SELECT "Col1276","Col1277","Col1278","Col1279","Tbl1013"."SourceStore" "Col1287","Col1284" 
        "Tbl1011"."AgreementNumber" "Col1276","Tbl1011"."AgreementStatusId" "Col1277","Tbl1011"."PaidThroughDate" "Col1278",
        "Tbl1011"."FinalDate" "Col1279","Tbl1011"."SourceStore" "Col1280","Tbl1011"."Repl_ID" "Col1281","Tbl1015"."AgreementStatusId" "Col1283",
        "Tbl1015"."ShortName" "Col1284" 
    FROM "StoreOps"."Agreement"."Agreement" "Tbl1011","StoreOps"."Agreement"."AgreementStatus" "Tbl1015" 
    WHERE "Tbl1011"."AgreementStatusId"="Tbl1015"."AgreementStatusId"
) Qry1285,
    "StoreConfig"."PartitionLookup"."Value" "Tbl1013" 
    AND "Tbl1013"."Repl_Id"="Col1281" 
    "Col1276" ASC

The specific problem here is that SQL Server estimates 15,000 rows for the above remote query, when nearly 38 million rows come back at runtime.

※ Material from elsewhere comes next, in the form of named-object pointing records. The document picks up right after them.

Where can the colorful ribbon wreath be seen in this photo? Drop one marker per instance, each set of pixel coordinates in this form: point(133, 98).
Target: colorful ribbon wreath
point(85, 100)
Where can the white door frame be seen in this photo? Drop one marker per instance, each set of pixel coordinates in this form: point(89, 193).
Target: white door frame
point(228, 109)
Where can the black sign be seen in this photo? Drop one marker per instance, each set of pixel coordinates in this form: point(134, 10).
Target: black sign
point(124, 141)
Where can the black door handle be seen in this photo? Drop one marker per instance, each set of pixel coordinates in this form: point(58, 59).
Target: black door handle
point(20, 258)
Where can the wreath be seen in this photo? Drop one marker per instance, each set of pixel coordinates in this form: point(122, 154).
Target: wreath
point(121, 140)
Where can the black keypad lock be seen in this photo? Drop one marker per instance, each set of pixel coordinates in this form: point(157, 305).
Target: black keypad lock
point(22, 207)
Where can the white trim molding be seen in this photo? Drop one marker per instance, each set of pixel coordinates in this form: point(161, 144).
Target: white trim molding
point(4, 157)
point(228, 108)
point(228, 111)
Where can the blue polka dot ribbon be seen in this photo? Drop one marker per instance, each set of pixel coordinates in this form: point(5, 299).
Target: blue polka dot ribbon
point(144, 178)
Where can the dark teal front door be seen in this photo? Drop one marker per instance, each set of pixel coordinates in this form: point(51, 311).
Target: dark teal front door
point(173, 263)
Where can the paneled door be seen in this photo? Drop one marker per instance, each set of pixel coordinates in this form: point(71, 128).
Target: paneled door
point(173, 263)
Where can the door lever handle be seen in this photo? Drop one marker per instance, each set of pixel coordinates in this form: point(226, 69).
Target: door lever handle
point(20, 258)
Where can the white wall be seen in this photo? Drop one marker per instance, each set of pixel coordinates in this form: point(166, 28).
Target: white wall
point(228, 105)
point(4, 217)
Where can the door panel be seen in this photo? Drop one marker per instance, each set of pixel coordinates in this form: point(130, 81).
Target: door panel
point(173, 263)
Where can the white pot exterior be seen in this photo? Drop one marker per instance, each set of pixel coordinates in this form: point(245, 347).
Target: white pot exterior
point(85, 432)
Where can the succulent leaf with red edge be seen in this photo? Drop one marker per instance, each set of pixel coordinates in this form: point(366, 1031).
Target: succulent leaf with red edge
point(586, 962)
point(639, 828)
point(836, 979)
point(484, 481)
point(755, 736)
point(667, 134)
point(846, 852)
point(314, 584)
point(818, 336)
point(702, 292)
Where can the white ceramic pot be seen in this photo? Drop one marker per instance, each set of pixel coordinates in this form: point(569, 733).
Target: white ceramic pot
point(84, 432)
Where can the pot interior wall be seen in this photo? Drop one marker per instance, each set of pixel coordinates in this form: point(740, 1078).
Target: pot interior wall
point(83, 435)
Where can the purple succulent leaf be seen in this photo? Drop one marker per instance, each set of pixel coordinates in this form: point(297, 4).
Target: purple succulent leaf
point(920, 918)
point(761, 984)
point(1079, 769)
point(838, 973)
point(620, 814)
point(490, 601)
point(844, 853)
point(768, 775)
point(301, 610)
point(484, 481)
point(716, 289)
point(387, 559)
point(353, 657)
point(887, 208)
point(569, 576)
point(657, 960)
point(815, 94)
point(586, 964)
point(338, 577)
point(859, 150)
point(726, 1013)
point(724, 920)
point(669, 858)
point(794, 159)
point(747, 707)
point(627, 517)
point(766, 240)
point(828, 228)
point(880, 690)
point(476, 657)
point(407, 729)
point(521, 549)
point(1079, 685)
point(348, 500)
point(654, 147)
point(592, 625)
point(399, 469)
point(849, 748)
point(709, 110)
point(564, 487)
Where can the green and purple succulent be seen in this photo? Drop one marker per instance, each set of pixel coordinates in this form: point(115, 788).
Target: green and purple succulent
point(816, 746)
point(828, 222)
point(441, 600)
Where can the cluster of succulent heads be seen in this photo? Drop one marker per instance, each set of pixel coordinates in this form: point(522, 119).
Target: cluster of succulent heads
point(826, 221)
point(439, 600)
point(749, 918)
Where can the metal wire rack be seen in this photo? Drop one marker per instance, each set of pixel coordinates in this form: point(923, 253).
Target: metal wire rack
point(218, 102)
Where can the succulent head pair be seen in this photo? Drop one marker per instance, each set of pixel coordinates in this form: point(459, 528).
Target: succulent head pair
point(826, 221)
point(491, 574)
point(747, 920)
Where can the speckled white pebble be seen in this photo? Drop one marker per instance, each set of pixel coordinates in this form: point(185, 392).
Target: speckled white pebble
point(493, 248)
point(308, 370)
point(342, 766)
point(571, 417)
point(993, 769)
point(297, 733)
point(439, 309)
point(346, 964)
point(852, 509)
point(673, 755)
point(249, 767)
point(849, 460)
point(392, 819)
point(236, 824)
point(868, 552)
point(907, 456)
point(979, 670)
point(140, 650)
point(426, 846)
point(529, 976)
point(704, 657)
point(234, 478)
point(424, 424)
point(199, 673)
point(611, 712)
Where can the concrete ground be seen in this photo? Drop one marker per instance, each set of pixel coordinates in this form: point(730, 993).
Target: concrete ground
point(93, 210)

Normally, I would say that this guess may be due to the linked server setup having insufficient permissions on the remote server. This was more of a problem before SQL Server 2012 SP1, and you are on 2012 SP2 so SELECT permissions are sufficient. Still, it is something you could look into, if remote estimations are consistently worse than when running the Remote Query text locally on the remote server.